Current location - Trademark Inquiry Complete Network - Futures platform - What does it mean to buy more futures and short positions?
What does it mean to buy more futures and short positions?
Buy more: if the price rises, investors will make money;

Short selling: also known as short selling, that is, the price falls and investors make money;

Close the position: close the position of the investor, cancel the contract and leave the market;

Closing position: it means opening position today and closing position today. In the previous period, many products traded with Zhengshang Institute and Shanghai International Energy Center were exempt from futures commission (gold, copper, aluminum, cotton yarn, red dates, PTA, sugar and crude oil), while many products traded with Dashang Institute and CICC were charged extra commission (iron ore, coking coal, coke, joinery board, CSI 300, SSE 50 and CSI 500). Please understand.

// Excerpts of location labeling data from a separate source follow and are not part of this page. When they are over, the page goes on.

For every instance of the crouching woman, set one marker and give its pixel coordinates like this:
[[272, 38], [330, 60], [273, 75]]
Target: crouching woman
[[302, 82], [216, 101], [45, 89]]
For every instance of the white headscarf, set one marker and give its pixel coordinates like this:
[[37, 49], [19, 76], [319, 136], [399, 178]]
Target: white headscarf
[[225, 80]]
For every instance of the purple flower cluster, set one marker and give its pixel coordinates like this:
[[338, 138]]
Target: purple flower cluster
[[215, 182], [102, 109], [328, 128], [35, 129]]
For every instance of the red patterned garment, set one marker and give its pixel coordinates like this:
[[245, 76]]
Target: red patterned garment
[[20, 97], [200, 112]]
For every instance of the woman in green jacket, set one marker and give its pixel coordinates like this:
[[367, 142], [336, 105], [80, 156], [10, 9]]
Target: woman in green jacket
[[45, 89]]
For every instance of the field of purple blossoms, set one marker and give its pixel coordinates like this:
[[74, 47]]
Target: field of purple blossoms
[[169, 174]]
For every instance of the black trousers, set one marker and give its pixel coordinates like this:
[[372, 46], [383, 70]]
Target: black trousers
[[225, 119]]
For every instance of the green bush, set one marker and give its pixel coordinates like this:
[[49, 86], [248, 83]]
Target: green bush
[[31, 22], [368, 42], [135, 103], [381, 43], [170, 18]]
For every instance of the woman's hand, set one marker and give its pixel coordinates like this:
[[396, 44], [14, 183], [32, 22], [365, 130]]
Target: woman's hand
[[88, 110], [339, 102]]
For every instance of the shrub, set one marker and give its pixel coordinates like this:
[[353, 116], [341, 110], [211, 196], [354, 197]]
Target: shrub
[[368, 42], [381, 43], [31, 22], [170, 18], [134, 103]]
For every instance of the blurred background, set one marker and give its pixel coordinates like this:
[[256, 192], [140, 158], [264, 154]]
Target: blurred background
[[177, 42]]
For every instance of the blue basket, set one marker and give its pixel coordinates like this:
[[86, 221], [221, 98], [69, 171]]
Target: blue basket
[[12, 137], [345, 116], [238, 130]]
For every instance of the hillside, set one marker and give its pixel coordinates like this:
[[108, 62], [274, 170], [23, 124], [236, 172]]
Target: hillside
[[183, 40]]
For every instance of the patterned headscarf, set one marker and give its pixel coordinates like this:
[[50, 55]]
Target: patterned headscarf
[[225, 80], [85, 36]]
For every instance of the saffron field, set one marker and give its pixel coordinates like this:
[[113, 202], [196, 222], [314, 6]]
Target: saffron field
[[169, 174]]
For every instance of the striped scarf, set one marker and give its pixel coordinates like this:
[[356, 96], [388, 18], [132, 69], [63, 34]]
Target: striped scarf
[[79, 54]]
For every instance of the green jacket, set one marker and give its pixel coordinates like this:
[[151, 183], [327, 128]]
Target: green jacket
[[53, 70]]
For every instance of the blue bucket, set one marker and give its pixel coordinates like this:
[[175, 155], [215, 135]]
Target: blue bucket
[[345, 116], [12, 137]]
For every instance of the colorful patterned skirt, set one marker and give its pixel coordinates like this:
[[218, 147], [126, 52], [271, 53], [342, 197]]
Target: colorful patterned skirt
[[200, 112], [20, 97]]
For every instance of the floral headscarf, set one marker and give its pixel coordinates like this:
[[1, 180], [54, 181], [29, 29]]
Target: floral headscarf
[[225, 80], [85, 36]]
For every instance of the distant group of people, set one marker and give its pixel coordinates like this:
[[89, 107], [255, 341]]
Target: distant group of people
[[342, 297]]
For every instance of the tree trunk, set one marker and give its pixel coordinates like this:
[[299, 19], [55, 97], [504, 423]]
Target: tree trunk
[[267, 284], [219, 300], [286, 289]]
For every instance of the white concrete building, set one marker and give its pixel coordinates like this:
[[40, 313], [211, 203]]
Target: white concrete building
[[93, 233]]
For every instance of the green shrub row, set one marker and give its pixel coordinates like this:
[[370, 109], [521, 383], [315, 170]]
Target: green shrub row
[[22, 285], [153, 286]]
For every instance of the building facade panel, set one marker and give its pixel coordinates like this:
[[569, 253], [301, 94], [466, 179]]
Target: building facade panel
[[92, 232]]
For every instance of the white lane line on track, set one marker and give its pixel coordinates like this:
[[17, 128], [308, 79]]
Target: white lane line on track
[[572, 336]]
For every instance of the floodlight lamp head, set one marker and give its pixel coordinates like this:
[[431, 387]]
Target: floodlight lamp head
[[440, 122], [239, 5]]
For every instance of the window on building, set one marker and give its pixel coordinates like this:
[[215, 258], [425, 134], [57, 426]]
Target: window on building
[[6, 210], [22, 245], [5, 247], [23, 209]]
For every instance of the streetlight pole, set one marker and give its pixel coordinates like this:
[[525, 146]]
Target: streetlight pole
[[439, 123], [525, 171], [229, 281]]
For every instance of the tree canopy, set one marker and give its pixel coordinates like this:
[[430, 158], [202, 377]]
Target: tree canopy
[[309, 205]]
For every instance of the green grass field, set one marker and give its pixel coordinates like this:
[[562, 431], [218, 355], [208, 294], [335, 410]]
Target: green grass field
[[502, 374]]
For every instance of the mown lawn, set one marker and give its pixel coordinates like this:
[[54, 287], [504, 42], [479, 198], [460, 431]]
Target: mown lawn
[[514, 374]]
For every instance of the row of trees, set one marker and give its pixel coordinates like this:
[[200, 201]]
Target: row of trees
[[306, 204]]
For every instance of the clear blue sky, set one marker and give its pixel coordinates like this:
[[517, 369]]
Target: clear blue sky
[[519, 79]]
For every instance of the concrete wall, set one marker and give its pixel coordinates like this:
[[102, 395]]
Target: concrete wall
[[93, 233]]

Ping yesterday's position: it means that the position was closed yesterday, which corresponds to Ping today's position.

Commodity futures and financial futures. Commodity futures are divided into industrial products (which can be subdivided into metal commodities (precious metals and non-precious metals) and energy commodities), agricultural products and other commodities. Financial futures are mainly traditional financial commodities (tools) such as stock index, interest rate and exchange rate. All kinds of futures trading include options trading.

Commodity futures

Agricultural products futures: such as soybean, soybean oil, soybean meal, indica rice, wheat, corn, cotton, sugar, coffee, pork breast, rapeseed oil and palm oil.

Metal futures: such as copper, aluminum, tin, lead, zinc, nickel, gold, silver, rebar, wire, etc.

Energy futures: such as crude oil (plastics, PTA, PVC), gasoline (methanol) and fuel oil. Emerging varieties include temperature, carbon dioxide emission quota and natural rubber.

Stock index futures

Stock index futures: such as FTSE index in Britain, DAX index in Germany, Nikkei average index in Tokyo, Hang Seng index in Hong Kong, Shanghai and Shenzhen 300 index, etc.

Interest rate futures: Interest rate futures refer to futures contracts with bond securities as the subject matter, which can avoid the risk of securities price changes caused by interest rate fluctuations. Interest rate futures can generally be divided into short-term interest rate futures and long-term interest rate futures. The former is mostly based on the three-month interest rate of interbank lending, while the latter is mostly based on long-term bonds with more than five years.

Foreign exchange futures, also known as currency futures, are futures contracts that convert one currency into another at the current exchange rate on the last trading day. Refers to futures contracts with exchange rate as the subject matter, which are used to avoid exchange rate risks. It is the earliest variety in financial futures.

Metal is one of the more mature futures products in the world futures market today. Metal futures trading in the world is mainly concentrated in London Metal Exchange, the New York Mercantile Exchange and Tokyo Industrial Products Exchange. In particular, the trading price of futures contracts on the London Metal Exchange is recognized as the pricing standard for non-ferrous metals trading all over the world.

The emergence of futures trading provides a place and means for the spot market to avoid price risks. Its main principle is to use futures and spot markets for hedging transactions. In the actual production and operation process, in order to avoid rising costs or falling profits caused by changing commodity prices, futures trading can be used for hedging, that is, buying or selling futures contracts with the same quantity but opposite trading directions in the futures market, so that the gains and losses of futures and spot market transactions can offset each other.